Là tout n’est qu’ordre et beauté…Baudelaire a toujours raison. La fontaine fait entendre son bruit frère de la source dans un large bassin rectangulaire en pierres bosselées solides et claires. Le diwan offre ses coussins moelleux pour l’inspiration du poète adonnée au farniente et à l’ « estive ». Comment décrire la touffeur de l’air des montagnes libanaises, à la fois chargé de chaleur et à la fois agrémenté d’un souffle frais ? Le regard se pose sur des merveilles : pierres, fleurs, arbres, sensations, soleil, eau, terre, feu, air. Jamais tous les éléments amoureux n’ont été aussi étroitement et harmonieusement mêlés. Les pommiers vifs, tendent leurs bras vers le ciel, les oliviers se donnent la main, les cyprès leur font écho, les géraniums entrelacent leurs doigts.
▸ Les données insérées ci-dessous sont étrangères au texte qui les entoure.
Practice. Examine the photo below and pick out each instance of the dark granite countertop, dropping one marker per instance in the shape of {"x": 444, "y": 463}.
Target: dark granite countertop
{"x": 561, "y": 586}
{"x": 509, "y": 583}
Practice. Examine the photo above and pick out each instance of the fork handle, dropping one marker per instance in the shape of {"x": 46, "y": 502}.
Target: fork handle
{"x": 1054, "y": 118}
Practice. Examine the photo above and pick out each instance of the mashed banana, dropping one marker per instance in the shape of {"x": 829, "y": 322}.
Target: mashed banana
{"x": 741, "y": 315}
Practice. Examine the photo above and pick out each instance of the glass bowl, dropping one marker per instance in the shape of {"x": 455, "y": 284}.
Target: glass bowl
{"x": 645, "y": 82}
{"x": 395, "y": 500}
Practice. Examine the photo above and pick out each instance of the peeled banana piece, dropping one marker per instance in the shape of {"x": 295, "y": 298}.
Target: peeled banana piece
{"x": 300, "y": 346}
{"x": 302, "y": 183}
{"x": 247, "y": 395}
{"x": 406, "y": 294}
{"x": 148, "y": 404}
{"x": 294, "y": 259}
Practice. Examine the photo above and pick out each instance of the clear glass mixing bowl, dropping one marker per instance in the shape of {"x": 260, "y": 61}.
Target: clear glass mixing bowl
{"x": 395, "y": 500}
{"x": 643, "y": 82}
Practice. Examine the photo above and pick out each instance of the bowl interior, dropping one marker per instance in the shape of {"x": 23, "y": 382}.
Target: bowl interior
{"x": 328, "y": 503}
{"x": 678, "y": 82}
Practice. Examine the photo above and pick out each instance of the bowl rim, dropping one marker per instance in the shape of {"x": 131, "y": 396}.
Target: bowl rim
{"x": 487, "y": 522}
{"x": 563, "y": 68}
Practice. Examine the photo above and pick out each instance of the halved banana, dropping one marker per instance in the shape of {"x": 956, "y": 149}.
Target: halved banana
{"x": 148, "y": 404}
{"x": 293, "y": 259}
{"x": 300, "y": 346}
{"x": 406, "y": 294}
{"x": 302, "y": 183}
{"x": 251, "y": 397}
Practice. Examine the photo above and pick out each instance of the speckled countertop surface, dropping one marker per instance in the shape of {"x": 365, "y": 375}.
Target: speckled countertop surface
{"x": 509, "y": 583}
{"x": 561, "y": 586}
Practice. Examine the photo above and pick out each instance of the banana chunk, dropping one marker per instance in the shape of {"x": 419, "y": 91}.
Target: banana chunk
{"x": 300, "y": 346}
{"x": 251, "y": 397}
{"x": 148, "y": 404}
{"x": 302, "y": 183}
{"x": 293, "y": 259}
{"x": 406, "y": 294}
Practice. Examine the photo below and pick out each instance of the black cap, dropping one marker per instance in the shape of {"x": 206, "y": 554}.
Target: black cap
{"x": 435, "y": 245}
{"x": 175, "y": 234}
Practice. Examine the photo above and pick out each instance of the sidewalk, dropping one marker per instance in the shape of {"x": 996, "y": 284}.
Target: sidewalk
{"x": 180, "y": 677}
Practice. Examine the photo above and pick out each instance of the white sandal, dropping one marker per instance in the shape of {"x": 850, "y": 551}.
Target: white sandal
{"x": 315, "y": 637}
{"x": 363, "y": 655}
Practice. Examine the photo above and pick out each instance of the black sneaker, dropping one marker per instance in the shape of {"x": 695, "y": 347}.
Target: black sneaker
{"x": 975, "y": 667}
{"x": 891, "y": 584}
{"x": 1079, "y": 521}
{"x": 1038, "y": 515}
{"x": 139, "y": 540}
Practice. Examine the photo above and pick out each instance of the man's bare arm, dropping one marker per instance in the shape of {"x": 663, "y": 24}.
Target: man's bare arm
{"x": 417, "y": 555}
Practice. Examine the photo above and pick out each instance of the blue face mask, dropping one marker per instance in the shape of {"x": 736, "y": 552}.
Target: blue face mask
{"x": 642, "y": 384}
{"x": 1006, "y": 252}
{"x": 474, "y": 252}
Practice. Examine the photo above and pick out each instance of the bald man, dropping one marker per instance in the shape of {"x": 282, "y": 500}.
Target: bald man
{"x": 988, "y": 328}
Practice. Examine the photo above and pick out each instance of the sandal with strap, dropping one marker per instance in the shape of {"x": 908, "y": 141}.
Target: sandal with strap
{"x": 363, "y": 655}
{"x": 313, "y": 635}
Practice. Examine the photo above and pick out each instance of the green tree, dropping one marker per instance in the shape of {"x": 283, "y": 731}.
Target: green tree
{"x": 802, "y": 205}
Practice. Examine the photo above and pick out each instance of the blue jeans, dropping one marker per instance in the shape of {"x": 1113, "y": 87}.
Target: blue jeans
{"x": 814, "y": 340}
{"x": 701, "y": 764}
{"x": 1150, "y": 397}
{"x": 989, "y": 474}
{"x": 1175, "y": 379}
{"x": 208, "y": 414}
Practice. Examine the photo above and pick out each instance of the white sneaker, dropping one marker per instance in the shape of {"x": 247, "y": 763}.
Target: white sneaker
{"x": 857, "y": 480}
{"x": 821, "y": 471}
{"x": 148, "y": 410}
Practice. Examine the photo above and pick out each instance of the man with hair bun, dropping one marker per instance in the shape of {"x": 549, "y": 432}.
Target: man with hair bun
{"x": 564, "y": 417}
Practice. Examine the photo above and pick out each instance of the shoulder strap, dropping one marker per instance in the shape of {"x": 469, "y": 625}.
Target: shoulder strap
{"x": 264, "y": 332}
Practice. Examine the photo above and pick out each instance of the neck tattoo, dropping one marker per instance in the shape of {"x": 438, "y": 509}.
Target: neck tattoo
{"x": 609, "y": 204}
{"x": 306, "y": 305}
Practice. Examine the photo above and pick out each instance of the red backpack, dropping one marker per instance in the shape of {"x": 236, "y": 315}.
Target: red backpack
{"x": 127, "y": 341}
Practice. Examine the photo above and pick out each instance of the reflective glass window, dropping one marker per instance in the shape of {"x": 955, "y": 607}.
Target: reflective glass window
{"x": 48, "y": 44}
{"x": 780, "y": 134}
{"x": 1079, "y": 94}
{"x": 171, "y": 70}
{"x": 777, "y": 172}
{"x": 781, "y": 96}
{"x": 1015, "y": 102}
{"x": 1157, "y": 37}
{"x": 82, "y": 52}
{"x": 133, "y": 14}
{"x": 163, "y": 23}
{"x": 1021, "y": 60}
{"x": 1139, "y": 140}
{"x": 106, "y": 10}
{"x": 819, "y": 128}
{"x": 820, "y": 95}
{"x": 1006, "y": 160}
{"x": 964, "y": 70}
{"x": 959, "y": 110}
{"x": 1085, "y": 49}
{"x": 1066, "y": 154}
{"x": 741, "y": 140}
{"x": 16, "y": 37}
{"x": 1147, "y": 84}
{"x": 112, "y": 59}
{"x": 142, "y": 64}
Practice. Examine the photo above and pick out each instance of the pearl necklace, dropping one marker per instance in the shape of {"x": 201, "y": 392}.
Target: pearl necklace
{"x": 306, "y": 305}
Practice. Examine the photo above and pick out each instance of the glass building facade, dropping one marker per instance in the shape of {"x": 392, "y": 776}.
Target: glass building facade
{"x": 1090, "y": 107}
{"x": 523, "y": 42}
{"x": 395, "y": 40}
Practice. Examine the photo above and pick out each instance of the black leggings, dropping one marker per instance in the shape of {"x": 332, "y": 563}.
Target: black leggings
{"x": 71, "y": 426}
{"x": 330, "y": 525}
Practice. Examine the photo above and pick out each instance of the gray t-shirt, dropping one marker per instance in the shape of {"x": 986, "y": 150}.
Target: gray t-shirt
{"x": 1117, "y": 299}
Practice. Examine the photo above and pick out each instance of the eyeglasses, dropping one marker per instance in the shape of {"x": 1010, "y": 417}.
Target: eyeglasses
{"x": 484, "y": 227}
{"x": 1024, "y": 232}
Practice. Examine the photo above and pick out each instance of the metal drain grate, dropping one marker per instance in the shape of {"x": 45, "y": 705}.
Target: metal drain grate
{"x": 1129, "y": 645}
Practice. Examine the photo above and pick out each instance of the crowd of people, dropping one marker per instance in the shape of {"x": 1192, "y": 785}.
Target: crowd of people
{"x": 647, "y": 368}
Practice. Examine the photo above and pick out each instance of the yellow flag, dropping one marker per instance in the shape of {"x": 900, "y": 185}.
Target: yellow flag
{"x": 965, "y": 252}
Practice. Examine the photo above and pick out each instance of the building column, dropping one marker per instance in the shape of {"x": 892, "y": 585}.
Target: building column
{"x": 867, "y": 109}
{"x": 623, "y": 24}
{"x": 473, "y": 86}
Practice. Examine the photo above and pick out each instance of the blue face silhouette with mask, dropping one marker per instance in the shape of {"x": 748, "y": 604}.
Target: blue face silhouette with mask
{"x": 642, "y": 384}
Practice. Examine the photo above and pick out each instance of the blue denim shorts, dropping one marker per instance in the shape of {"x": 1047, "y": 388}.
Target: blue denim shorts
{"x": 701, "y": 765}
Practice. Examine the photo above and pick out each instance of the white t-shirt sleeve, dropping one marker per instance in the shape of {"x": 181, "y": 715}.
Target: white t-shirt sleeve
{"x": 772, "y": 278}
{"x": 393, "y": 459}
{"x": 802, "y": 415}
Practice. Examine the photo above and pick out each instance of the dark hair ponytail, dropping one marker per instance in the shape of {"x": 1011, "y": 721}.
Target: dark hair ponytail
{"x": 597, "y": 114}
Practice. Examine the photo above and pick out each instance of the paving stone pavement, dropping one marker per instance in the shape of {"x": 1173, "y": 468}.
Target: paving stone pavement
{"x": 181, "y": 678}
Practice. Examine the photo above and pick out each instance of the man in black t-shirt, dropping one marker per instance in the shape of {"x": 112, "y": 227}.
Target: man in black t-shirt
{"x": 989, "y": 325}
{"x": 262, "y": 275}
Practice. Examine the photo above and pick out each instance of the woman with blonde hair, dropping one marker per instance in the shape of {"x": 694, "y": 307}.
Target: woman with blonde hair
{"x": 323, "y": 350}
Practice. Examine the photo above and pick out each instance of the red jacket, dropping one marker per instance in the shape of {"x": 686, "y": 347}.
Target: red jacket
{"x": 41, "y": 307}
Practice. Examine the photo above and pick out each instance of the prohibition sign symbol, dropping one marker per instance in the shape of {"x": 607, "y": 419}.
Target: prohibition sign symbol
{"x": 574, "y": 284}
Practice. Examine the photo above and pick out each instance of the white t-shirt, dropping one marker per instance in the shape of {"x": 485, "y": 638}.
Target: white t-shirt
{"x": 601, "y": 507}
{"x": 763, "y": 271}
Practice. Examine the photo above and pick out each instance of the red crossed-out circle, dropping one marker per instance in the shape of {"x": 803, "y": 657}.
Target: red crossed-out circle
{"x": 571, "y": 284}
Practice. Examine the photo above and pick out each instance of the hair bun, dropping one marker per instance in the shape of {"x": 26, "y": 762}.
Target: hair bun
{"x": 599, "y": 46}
Sur ces terres fertiles on en peut que comprendre avec quelle générosité les gens donnent ce que la nature leur a donné en abondance. Le don gratuit appelle le don !

Deir el Qamar

La Vierge miraculeuse de Deir el Qamar

La Vierge miraculeuse de Deir el Qamar

Deir el Qamar, cité des émirs, est appelée aussi « Couvent de la Lune » car il y avait un temple romain dédié à Astarté, déesse de la lune. En 451, le temple est transformé en église consacrée à la Vierge Saïdet-El-Talle (On se souvient que le Concile d’Ephèse proclamant la Vierge Théotokos a lieu en 431).  Druzes et Chrétiens vénèrent Notre-Dame de la Colline, en souvenir d’un miracle de la Vierge, évoqué par un tableau qui présente la Madone tenant son fils, avec une étoile sur l’épaule droite. Deir el Qamar devient capitale druze de l’émir Fakhr-Al-Din jusqu’en 1635. Lors de la messe dominicale, toute la célébration est chantée par le prêtre maronite dont la voix forte et virile résonne dans l’assemblée. Le chœur d’enfants et de jeunes répond et soutient la prière avec vigueur. La cérémonie sobre, belle, témoigne de la vitalité de la foi du Liban. À coté de l’église, la place des martyrs de 1860 rappelle que  les Français sont venus en aide aux chrétiens massacrés sous Napoléon III. L’empereur fit reconstruire la ville détruite en s’appuyant sur le traité de 1523 entre le Royaume de France et l’Empire Ottoman qui établissait la France  protectrice des minorités chrétiennes de l’Empire. 

Byblos, Tyr, Sidon,

Le petit théâtre de Byblos, face à la mer

Le petit théâtre de Byblos, face à la mer

Le long de la côte ouest la mer borde le Liban d’une éternelle frange bleue. Il faut voir les ports de Byblos, Tyr, Sidon. Là, on s’accoude sur le rebord de la  Méditerranée, si calme, si pacifique, et « huileuse » tant son aspect apparaît sereinement. Une légère brume tiède se dégage en jouant avec la lumière du soleil ardent. Comment ne pas se sentir inspiré devant tant de splendeur ? Le temple des obélisques attire sur ses pointes les rayons du soleil. Le bleu de la mer s’unit au bleu du ciel tandis que la lumière solaire irise l’eau comme une robe de soie aux reflets nacrés. Un minaret appelle à la prière. Les cloches sonnent l’Angélus.

La via de Tyr

La via de Tyr

Face à ces vieilles villes antiques, on comprend mieux l’histoire de l’écriture, le passage du hiéroglyphe au Phénicien, et la mutation de l’alphabet du grec au latin et les longues genèses de notre civilisation occidentale. C’est l’occasion d’évoquer la magnifique mosaïque d’Europe, princesse de Tyr, enlevée par Zeus. Son frère Cadmus part à sa recherche et fait une étape à Delphes où l’oracle lui annonce qu’il fondera une cité à Thèbes. Il y transmettra l’alphabet phénicien aux Grecs. Figées dans les mosaïques, les divinités mythologiques, les Bacchus, les rinceaux de fleurs, les couronnes de fruits se marient avec les motifs géométriques et animaliers. Sur la grande via de Tyr, ville qui développa le commerce de la pourpre tirée du coquillage Murex,  combien de voyageurs ont marché avant nous ? Le silence de leurs pas fait écho aux nôtres.